Sejer levantó la vista.
—Le aconsejo que procure no provocar demasiado.
—¿Me está amenazando?
Sejer sonrió.
—No, aquí no amenazamos a nadie —dijo en un tono tranquilizador—. Sólo advertimos. ¿Domicilio?
—Tollbugate, cuatro. Nací y me crié en Tromsø, era el más joven de cuatro hermanos. ¿Servicio militar? Sí, lo hice. No me importa seguir a su disposición, pero la verdad es que ya he dicho todo lo que tengo que decir.
—Bueno, entonces vamos a repasarlo otra vez.
Sejer continuó escribiendo. Ahron fumaba ansiosamente, pero no había perdido la compostura en absoluto. No por el momento. Se inclinó sobre el escritorio con un aire resignado.
—¡Deme una buena razón para que yo matara a mi mejor amigo!
Sejer soltó el bolígrafo y lo miró sorprendido.
—Mi querido Ahron, nadie cree que usted lo hiciera. No está aquí por eso. ¿Pensaba que era ése el motivo?

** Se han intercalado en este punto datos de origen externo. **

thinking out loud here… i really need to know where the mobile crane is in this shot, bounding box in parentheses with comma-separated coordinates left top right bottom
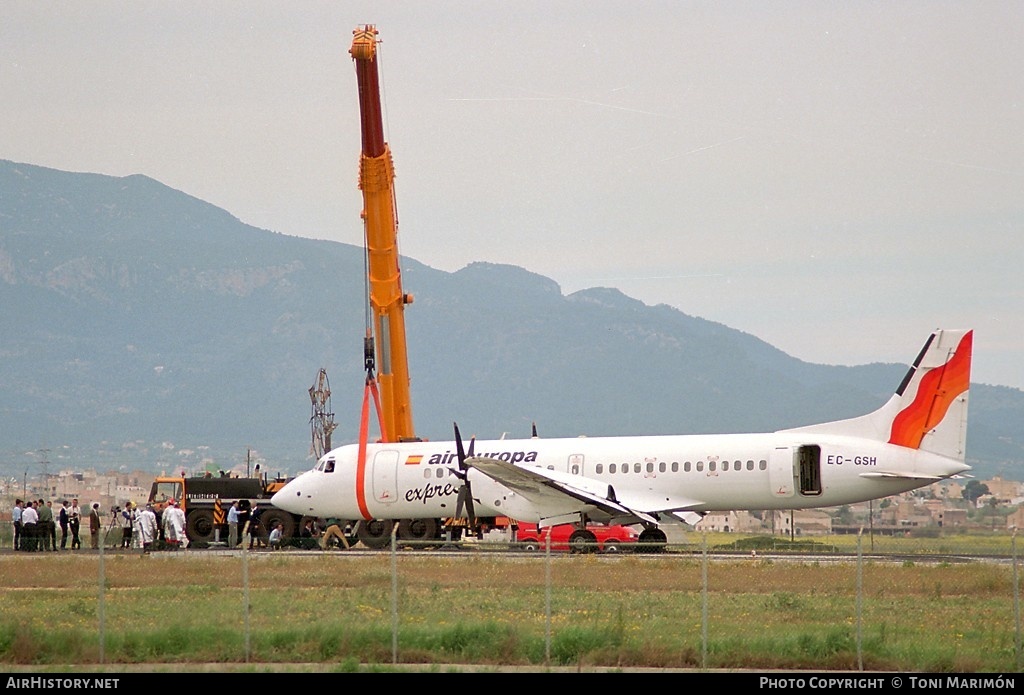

Lo miró fijamente y vio cómo una incipiente sospecha iba creciendo en el iris azul claro de Ahron.
—¿Le extraña que lo pensara? —preguntó vacilante—. La última vez que ustedes se presentaron fue por lo de Egil.
—Pues está equivocado —replicó Sejer—. Ahora se trata de algo muy distinto.
Silencio. El humo del cigarrillo liado de Ahron serpenteaba en espesas espirales blancas hacia el techo. Sejer esperó.
—¿Bueno? ¿Qué tal está usted?
—Muy bien. ¿Qué quiere decir?
Sejer cruzó los brazos sobre la mesa sin apartar la vista del interrogado.
—Quiero decir que si no me va a preguntar de qué se trata entonces, ya que no tiene que ver con Einarsson.
—No tengo ni la más remota idea de qué puede ser.
—Justo. Precisamente por eso creía que iba a preguntarlo. Yo lo habría hecho —dijo con sinceridad— si me hubieran traído aquí, interrumpiéndome cuando estaba en medio de las páginas deportivas. Pero tal vez no sea usted muy curioso, de modo que voy a ir dándole pistas. Sólo quiero hacerle una pequeña pregunta antes: ¿qué tal con las mujeres, Ahron?
—Eso tendrá que preguntárselo a ellas —contestó Ahron malhumorado.
—Pues sí, puede que tenga razón. ¿A quién debo preguntar en su opinión? ¿Ha habido muchas?
Ahron no contestó. Puso todo su empeño en mantener la compostura.
—Tal vez debería preguntárselo a Marie Durban. ¿Sería una buena idea?
—Tiene un sentido del humor repugnante.
—Tal vez. Aunque ella no dijo gran cosa cuando la encontramos en su cama. Pero de todos modos, tenía algo para nosotros. El homicida dejó su tarjeta de visita. ¿Lo entiende?
Ahron temblaba y se relamía los labios.
—Y no me refiero a una de ésas que se encargan a una imprenta de tres mil en tres mil. Hablo de un código genético muy personal. Cada uno de los cuatro mil millones de habitantes de la Tierra tenemos un código diferente. Piense en lo que eso significa, Ahron. Al ampliarlo se parece bastante a un grabado moderno en blanco y negro. Pero estoy seguro de que usted está al tanto de esas cosas, porque lee la prensa.
—No son más que suposiciones. Necesita la orden de un juez para poder hacerme un examen de ese tipo. Y no la obtendrá. No soy idiota. Además, quiero un abogado. No diré una jodida palabra más sin la presencia de un abogado.
—De acuerdo. —Sejer se echó hacia atrás—. Puedo seguir yo solo la conversación. Pero sepa que no me costará ningún esfuerzo obtener una orden para hacerle un análisis de sangre.
Ahron cerró la boca y siguió fumando.
—Uno de octubre. Estuvo usted en Las armas del Rey con varios compañeros de trabajo, entre ellos Arvesen y Einarsson.
—Nunca lo he negado.
—¿A qué hora se marchó del pub?
—Supongo que ya lo sabe. ¡Ustedes vinieron a buscarme!
—Quiero decir antes, cuando cogió el coche de Einarsson para darse una vuelta. Serían sobre las siete y media, ¿no?
—¿El coche de Einarsson? ¿Bromea? Einarsson nunca dejaba su coche a nadie. Y además yo había bebido.
—El haber bebido no siempre ha supuesto un obstáculo para usted. Tiene una condena por conducir bajo los efectos del alcohol. Y según Jorun, era usted la única persona a quien dejaba el coche. Usted era la excepción. Era un buen amigo y no tenía coche.
Ahron inhaló profundamente dos veces y echó el humo.
—No fui a ninguna parte. Estuve sentado como un saco, bebiendo toda la noche.